Calling this year, the pandemic, and the police killing Black people and the protests in response “unprecedented” is a white neoliberal reaction to conditions that have been present for BIPOC since colonial projects began. It is collective trauma magnified by individual circumstance. The results vary greatly by class, race, gender, and location.
“Unprecedented,” then, is only true for people who have never been incarcerated, enslaved or detained for long periods of time. It’s for people who have always had access to nutritious food and potable water, people with resources and agency. It’s for people who have never had their lives threatened by an entire race who has systemic advantages in every aspect of every plight.
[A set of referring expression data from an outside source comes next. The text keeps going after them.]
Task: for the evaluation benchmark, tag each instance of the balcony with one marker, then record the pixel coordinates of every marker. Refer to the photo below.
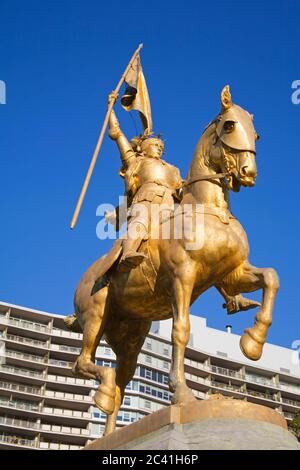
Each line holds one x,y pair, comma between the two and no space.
20,388
18,423
70,380
68,396
57,362
40,427
21,371
28,325
288,415
290,388
66,334
67,413
19,405
64,430
65,349
227,372
230,387
35,343
265,396
196,378
17,441
291,402
264,382
58,446
25,356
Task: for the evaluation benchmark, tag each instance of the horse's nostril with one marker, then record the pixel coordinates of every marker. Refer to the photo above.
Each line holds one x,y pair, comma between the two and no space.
248,172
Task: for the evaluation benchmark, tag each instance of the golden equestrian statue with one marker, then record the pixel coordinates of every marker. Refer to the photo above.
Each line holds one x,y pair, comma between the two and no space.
120,304
146,278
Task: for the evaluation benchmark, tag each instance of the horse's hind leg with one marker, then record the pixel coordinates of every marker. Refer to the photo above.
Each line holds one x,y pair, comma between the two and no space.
249,278
126,339
92,322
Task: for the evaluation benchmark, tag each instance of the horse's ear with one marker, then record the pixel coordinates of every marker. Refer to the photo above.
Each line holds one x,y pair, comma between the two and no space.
226,101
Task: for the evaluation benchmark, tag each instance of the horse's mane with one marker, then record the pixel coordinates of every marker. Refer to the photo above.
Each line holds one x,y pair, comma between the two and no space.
201,155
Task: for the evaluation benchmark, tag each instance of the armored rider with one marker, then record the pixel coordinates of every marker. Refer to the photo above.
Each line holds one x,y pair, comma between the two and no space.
148,180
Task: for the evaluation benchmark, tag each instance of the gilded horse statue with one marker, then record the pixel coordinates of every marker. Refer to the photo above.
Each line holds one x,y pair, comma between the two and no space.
123,309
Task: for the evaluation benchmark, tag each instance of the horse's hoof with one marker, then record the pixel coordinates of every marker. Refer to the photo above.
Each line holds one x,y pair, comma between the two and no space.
250,347
105,401
104,398
183,394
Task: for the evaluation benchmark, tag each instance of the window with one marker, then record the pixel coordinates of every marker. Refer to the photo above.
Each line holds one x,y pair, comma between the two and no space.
165,380
127,401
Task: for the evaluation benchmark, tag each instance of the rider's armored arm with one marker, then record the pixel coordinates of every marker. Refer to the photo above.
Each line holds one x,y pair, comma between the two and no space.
115,133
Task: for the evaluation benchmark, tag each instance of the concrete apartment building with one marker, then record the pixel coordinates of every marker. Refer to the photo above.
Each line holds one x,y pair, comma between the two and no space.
42,406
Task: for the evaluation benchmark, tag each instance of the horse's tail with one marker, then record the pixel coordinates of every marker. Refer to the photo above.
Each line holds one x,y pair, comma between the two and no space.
72,323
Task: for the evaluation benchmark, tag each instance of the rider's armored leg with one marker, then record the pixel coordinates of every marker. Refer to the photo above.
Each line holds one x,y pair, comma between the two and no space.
137,232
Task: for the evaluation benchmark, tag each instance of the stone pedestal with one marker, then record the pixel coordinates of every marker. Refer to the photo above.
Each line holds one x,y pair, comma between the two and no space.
214,424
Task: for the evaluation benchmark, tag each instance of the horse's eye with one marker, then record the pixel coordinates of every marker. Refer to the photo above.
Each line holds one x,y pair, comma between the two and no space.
229,126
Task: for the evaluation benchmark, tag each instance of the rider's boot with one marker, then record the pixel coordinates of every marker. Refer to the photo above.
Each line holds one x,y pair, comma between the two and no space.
131,258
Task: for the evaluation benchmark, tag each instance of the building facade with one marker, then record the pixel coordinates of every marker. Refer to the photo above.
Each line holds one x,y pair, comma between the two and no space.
42,406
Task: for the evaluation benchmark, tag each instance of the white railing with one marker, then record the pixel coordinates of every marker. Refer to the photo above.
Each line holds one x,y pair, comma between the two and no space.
20,388
70,380
231,388
66,412
31,342
57,362
62,347
68,396
25,356
19,423
290,388
64,429
56,446
227,372
66,334
196,378
28,325
6,438
291,402
19,405
20,371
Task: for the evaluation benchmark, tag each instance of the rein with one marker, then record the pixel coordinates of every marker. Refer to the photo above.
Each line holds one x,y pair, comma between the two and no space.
206,177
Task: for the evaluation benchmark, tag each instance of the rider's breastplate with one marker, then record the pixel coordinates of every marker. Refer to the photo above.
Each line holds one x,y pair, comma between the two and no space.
159,172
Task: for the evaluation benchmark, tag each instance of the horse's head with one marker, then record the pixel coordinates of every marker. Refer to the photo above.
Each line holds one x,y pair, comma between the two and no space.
233,150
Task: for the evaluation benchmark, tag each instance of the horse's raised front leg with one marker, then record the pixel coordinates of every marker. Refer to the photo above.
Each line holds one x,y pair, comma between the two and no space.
183,287
250,279
126,339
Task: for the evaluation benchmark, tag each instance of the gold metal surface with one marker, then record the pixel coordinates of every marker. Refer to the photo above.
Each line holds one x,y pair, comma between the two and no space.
123,308
187,413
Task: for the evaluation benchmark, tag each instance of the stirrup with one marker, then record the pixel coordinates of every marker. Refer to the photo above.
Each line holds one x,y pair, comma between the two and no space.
132,259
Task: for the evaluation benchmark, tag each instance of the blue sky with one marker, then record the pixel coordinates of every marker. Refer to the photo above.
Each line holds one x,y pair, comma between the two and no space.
59,61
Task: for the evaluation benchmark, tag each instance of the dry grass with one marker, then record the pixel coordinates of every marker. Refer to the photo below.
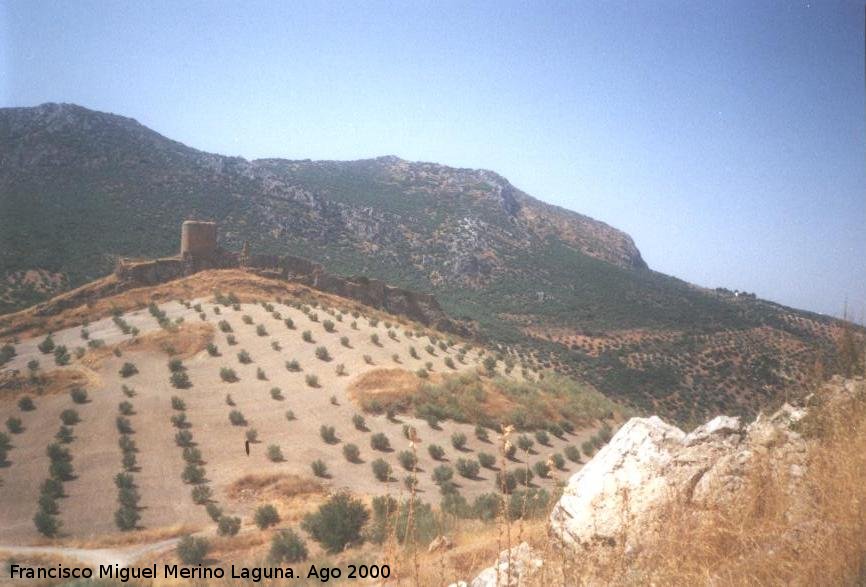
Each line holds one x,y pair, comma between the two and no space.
293,496
55,382
100,298
779,530
258,486
387,386
121,539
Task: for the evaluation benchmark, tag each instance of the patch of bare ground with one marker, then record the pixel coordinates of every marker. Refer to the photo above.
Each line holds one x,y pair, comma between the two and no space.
183,341
121,539
54,382
386,385
100,299
260,486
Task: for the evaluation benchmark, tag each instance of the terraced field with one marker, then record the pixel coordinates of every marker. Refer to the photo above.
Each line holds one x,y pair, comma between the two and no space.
182,387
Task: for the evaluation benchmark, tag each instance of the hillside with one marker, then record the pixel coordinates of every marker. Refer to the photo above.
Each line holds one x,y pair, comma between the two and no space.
268,362
573,292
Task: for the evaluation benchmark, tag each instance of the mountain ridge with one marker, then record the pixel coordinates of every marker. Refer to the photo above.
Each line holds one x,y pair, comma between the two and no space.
92,187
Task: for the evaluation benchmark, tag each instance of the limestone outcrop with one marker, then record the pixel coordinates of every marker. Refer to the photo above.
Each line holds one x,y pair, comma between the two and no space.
520,565
620,496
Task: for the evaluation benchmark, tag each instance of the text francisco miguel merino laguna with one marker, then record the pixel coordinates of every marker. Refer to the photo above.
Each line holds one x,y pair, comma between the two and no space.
171,571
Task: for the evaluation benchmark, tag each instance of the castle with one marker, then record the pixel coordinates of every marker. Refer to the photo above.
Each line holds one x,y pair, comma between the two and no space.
199,251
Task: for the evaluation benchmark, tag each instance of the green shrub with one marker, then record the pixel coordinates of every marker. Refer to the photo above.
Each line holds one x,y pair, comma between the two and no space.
70,417
179,420
180,380
572,453
192,455
541,469
487,460
128,370
64,435
328,434
192,474
201,494
192,550
46,346
48,504
320,469
442,474
214,512
542,437
266,516
287,547
558,461
126,443
125,408
337,524
487,506
523,475
228,525
506,481
380,442
489,364
351,452
408,460
381,469
124,426
468,468
482,434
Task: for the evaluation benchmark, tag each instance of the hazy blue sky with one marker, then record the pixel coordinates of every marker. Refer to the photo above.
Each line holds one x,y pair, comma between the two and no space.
726,137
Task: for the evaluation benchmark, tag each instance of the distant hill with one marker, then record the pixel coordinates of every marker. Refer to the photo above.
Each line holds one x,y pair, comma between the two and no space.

Whiteness sets a precedent through idealism and exclusion, both physical and cultural. It is not enough to engage is diaspora studies (the movement of people groups and their subcultures) or Transatlanticism (the logistics of colonialism and slavery) or Afrofuturism (the true and full liberation of Black people from white supremacy) or decolonization (the true and full liberation of Indigenous people from white supremacy).
Until white people engage with critical whiteness studies (i.e., How We Steal, Destroy, Or Copy Everything), any conversation about covid, racism, colonialism, homophobia, islamophobia, and the scope of current living conditions will be incomplete. Whiteness sets a precedent; its centrality is assumed. White people will study anyone and everyone else if it means the “I,” the implied white subject and viewpoint, remains centered.
Whiteness sets a precedent for the experiences of Latinx and particularly Mexican folks in ICE detention centres across the U.S. Legacies of slavery, including gentrification and generational wealth, looting and lynching, and media portrayals of unarmed Black men and Black trans folks…precedented.* The internment of Japanese people along the west coast of North America, including Canada, makes some covid restrictions precedented. And the Chinese Exclusion Act, among other racial and ethnic barriers built into immigration law. These are just a few examples of how, for anyone who isn’t white and/or middle class, the scope of possibility is actuated through white supremacy.
I spoke to a friend recently about the importance of seeing a way forward. Of finding or creating a path out of a bad situation toward circumstances that spark joy, emotional and physical security, and ultimately a sustainable lifestyle. I don’t know that a Democrat win this fall is a way forward, or that a vaccine administered to white and rich people first is a way forward. The fight for a universal basic income is a light on the horizon. Defunding the police is a slow, painstaking process that will not create the immediate relief BIPOC require. And yet time elapses whether or not we are creating a viable world.
I am late to this party, and by ‘party’ I mean riot. But I finally have something to say.**
*I know “precedented” isn’t really a word. I don’t care.
**Nothing here is particularly new information. See the work of Rachel Cargle, Audre Lorde, Roxane Gay, Ibram X Kendi, Alok Vaid-Menon, and many others.
Special thanks to Mary Walker, who helped me articulate this argument in its early stages.